Abstract
Purpose :
There is an unmet clinical need for drug therapies for inherited retinal dystrophies (IRD). Broad-spectrum histone deacetylase inhibitors (HDACi) rescue vision in animal models of inherited blindness. Similar results in retinitis pigmentosa patients are highly controversial. We hypothesized that selective HDAC6 inhibitors (HDAC6i) can restore vision, with increased efficacy and safety.

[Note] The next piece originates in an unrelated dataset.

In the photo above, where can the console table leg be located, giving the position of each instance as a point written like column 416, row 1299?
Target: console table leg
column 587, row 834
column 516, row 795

Secondly, we postulated that HDAC6i protects against oxidative damage, a hallmark of retinal degeneration.
Methods :
Zebrafish models of IRD, dying on edge (dye) and raifteirí (raf), were treated at 3 days post fertilization (dpf) with 100 µM Tubastatin A (TubA), 25 µM Bas-2 or 10 µM Tubacin (n = 12 dye and n = 48 raf). Visual function was assessed at 6 dpf using optokinetic response assays (OKR) to determine the efficacy of HDAC6i in restoring vision. Retinal morphology was analyzed by light and electron microscopy. ARPE-19 cells were incubated with increasing concentrations of H2O2 for 6 hours with or without 2-hour pre-incubation with 20 μM TubA. MTT assays were used to quantify cell number. Statistical analysis used are two-tailed Student’s T-test and Two-way ANOVA.
Results :
Vision was significantly restored in dye-/- treated with all three HDAC6i. TubA, Bas-2 and Tubacin treatment, respectively, resulted in increased visual function from 1-2 saccades/minute on average to 17 saccades/minute (p < 0.0001), 4 saccades/minute (p = 0.0002) or 5 saccades/minute (p < 0.0001). Vision was improved in TubA treated raf-/-, with an average of 2 saccades/minute (p = 0.0002) compared to vehicle controls (0.2 saccades/minute). Restoration of photoreceptor outer segment morphology was observed in TubA treated raf and dye mutants. In ARPE-19, TubA treatment was not cytotoxic. H2O2 reduced cell viability (25-45%) in a dose-dependent manner and this was attenuated by pre-incubation with TubA.
Conclusions :
Selective HDAC6i drugs offer new potential to uncover therapeutic targets for treatment of IRD. HDAC6i protects ARPE-19 cells from apoptosis induced by oxidative damage. Future experiments include elucidating HDAC6i mechanism of action in rescuing visual function and its role in protecting retinal cells from oxidative stress.
This abstract was presented at the 2019 ARVO Annual Meeting, held in Vancouver, Canada, April 28 - May 2, 2019.